From Hypebot.
The Biggest Industry Mistakes Of The Digital Age
Audioholics has composed a list of its favorite corporate and industry-specific "disasters" and the music industry proudly made the list in two places.
The Largest Music Retailer Is A Computer Company - Why did the music labels and an entire industry sit on its laurels and allow a computer company to innovate and develop the largest resource for online music? Perhaps because, like a lumbering shipping vessel, the labels, used to bullying around an entire industry of artists, distributors and broadcasters, were simply too slow to recognize that the world was passing them by...From behind this massive Titanic-bound juggernaut came Apple Computer, who, known for their innovation and market-savvy, decided to work their own back-door deal and invent the world's first (and over 7 years later still the most popular) mass-market digital music player that was quickly followed by a robust, fully-loaded online music store.
Music Industry Hails Solution to "CD Problem" - Embraces DVD, DVD-Audio and SACD Discs - Really? No... no... not really. Instead they continued to sue teenagers and little old ladies for thousands of dollars and resist all attempts to give consumers what they wanted - online streaming content. But they also did one other very important thing: they failed to innovate in the area of the physical disc...

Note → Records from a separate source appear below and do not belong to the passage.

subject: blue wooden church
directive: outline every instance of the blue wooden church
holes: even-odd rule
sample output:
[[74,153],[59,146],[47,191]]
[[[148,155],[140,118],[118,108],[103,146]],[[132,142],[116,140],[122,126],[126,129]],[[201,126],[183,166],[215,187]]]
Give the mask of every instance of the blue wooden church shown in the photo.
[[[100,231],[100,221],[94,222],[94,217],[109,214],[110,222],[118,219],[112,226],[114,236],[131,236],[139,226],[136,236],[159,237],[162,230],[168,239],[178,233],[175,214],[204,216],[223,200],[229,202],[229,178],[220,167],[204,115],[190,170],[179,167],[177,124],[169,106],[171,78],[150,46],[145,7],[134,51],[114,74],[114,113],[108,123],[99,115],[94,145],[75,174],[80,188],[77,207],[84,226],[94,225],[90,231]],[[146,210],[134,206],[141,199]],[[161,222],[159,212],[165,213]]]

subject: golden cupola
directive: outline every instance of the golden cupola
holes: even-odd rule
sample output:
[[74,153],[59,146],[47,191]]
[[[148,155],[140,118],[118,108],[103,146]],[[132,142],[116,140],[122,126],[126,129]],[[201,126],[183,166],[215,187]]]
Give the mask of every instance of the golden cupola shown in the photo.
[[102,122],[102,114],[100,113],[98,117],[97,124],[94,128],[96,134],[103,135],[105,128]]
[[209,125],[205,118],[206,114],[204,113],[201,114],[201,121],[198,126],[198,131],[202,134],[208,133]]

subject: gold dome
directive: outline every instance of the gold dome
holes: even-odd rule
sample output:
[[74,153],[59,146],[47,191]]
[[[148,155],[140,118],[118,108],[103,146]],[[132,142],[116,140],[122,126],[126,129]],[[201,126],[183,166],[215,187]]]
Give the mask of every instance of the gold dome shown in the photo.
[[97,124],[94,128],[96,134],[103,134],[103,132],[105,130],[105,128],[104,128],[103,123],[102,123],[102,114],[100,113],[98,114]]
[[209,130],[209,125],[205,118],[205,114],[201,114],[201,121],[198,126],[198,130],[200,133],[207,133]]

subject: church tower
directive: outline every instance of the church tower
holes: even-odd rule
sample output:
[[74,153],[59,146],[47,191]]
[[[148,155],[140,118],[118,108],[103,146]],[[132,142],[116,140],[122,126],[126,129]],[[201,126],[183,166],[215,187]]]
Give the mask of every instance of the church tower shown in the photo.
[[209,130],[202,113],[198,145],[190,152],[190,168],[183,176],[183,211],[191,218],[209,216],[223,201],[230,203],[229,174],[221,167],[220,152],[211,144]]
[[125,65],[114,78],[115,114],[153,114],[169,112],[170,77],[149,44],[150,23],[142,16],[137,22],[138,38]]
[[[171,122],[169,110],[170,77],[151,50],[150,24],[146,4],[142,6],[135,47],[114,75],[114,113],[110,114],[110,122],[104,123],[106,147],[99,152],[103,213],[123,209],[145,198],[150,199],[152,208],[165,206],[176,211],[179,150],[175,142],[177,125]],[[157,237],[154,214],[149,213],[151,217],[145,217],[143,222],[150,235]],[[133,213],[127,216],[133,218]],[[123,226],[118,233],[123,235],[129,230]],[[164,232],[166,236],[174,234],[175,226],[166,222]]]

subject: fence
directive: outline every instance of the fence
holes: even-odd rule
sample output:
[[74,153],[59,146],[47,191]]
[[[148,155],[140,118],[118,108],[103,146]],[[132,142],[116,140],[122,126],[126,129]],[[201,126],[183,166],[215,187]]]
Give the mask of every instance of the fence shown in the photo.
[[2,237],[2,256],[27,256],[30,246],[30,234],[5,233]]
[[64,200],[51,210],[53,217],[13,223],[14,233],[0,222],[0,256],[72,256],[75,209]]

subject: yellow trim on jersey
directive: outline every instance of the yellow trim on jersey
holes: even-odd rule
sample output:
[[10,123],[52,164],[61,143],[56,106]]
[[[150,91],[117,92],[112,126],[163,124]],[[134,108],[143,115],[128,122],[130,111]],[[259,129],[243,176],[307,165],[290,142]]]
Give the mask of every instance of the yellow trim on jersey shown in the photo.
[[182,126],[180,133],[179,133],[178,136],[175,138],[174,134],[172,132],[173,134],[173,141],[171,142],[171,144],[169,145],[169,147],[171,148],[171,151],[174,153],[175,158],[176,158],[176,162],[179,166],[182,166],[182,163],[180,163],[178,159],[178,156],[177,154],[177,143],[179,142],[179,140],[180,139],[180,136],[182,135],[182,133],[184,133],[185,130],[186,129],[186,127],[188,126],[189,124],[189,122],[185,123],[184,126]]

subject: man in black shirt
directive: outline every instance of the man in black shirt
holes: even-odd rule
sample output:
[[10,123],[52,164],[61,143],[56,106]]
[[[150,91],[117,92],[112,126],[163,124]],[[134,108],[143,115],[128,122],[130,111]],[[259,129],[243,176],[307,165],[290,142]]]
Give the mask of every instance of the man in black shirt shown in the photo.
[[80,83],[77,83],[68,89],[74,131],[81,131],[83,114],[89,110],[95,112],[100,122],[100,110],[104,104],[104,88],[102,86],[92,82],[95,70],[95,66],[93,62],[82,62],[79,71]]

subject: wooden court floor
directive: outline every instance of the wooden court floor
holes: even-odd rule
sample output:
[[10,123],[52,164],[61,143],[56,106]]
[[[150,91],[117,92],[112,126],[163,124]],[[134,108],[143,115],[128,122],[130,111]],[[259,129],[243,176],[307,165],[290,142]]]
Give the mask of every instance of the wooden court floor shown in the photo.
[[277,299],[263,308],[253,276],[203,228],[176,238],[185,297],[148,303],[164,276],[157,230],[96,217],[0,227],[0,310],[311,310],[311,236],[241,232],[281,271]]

The music industry dropped the ball. The real question is will they continue to drop it. With the dawn of Blu-ray and its support for Dolby TrueHD and DTS-HD, music can once again be lifted up to a new level. The throw-down challenge is whether the RIAA will raise the bar and push its artists to use the new medium, charging only a modest premium over CDs in an effort to switch the dominant format. Blu-ray is a harder nut to crack since it has not yet penetrated the market as fully as DVD (which has near total penetration) but they could certainly steer the music in this direction and drive the market.
Our bet, however, is they will continue to lull themselves to sleep, only to be awoken suddenly when their largest artists have moved onto independent labels of their own and new artists are figuring out that their bests interests lie not in losing 90% of their revenues to large men in suits.